Conversion Rate Mysteries, And Other GA Tales

January 20, 2010

I got this question the other day in my email (and I promise you, I could never make this up.)

I have a question.  Should you insert Google Analytics code in every single page if you want to track goals correctly?

What I mean is this:
My main opt in (squeeze page): /optin.html
My goal page: /thankyou.html

If I insert the GA code into EVERY web page of my domain, then GA is going to report my goal conversion inaccurately.

What I’m saying is this… Take a look at this scenario:

Visitor A visits /subfolder/subpage1.html
Visitor B visits /subfolder/subpage2.html
Visitor C visits /subfolder/subpage3.html
Visitor D visits /subfolder/subpage4.html
Visitor E visits /subfolder/subpage5.html

And all the above 5 pages are being tracked by GA as visits.

Then Visitor F visits /optin.html (which is my opt in/squeeze page),
and then he opts in and is directed to /thankyou.html

This means the conversion rate counted by GA is: 1/6 = 16.7%
(6 because subpage1.html, subpage2.html, subpage3.html, subpage4.html, subpage5.html, optin.html)

but the TRUE conversion rate is: 1/1 = 100%

Does this mean that in order to track my goals correctly, I should ONLY insert the GA code into my optin.html page and thankyou.html page?

So, dear questioner, this is actually a rather interesting problem, and is all about how you define “conversion rate.” Most people are interested, initially, in the conversion rate for an entire site, and then they start to segment (“How did our PPC visits do? How did the visits from Sydney convert?”)  But if I understand your question, you want to know, “How did people who landed on optin.html convert?” and you don’t want to see that polluted by visits that landed on other pages and converted. (Hence your use of the phrase “squeeze page.”)

So here is my advice:

1.  You should always code the entire site with your GA. Companies that pick and choose pages to code usually get inconsistencies in their data.

2.  There are numerous ways to capture the conversion rate by landing page. My favorite would be to create an advanced segment.  {Note for nitpickers, advanced segments are session-based and not page-based, but landing page is a ‘session identifier.”}  To the left, you can see a screen shot of a landing-page advanced segment.
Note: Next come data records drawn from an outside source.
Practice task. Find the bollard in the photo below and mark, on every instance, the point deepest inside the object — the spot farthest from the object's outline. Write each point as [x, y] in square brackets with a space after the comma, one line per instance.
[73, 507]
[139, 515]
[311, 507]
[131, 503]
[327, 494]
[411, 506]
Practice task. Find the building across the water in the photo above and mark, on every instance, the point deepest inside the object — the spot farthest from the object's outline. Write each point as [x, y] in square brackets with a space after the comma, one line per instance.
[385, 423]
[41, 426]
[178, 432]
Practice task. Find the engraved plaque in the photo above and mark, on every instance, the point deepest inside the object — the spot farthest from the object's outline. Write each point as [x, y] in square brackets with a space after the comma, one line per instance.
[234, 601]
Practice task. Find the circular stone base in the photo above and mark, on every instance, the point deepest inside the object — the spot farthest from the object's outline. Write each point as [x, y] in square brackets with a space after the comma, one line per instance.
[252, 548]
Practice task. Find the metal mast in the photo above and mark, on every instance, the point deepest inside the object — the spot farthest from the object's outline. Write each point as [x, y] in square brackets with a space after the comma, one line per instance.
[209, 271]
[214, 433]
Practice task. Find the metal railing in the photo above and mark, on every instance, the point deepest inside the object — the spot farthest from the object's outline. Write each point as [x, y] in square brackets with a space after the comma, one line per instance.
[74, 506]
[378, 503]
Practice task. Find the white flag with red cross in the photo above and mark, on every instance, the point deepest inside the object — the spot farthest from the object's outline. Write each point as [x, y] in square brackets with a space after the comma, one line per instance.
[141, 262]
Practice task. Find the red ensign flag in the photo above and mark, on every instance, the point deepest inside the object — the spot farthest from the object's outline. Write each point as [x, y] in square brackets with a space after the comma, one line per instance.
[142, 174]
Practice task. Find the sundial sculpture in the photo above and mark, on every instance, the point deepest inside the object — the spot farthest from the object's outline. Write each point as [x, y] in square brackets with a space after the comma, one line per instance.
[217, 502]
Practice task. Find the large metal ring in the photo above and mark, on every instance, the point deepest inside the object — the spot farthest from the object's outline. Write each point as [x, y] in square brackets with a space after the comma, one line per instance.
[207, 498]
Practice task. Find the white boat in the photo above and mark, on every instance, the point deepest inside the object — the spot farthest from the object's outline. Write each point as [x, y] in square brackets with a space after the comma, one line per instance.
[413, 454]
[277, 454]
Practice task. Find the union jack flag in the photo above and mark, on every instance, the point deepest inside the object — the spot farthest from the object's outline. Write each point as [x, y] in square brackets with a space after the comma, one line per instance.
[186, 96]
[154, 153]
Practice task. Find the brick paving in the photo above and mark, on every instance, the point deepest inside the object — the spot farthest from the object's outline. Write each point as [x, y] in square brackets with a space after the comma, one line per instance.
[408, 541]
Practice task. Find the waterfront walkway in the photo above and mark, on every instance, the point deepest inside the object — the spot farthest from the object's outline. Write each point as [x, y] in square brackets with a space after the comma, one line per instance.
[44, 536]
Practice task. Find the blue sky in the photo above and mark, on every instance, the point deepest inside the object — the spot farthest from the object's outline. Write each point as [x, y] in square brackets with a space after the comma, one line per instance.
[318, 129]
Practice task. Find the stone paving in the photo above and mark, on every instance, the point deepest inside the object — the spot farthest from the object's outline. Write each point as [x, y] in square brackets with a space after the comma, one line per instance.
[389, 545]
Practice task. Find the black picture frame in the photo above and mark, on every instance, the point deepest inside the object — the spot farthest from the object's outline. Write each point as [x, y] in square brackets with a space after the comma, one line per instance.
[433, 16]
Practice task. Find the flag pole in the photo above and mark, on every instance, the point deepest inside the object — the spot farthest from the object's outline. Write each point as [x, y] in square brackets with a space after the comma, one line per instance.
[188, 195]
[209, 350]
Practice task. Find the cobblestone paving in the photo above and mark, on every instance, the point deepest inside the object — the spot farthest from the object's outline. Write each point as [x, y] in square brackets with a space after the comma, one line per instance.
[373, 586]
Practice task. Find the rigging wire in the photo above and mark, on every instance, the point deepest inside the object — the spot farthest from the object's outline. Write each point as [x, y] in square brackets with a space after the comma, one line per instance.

Notice, in this next screen shot (my favorite report, btw, traffic >all traffic > by medium > see goal tab) that the data make sense (at least to me, since I know this particular landing page well.) The majority of traffic comes by email. I was surprised to see how much comes organically, although it doesn’t convert as well as the email does (something I already knew.) The great thing about looking at this report, though, is not for me to learn about our landing page, but to answer the question: should I code all my pages? Yes.  Is there still a way to look at conversion rate by landing page by source etc? Yes.  (And just think, there are other ways, too!)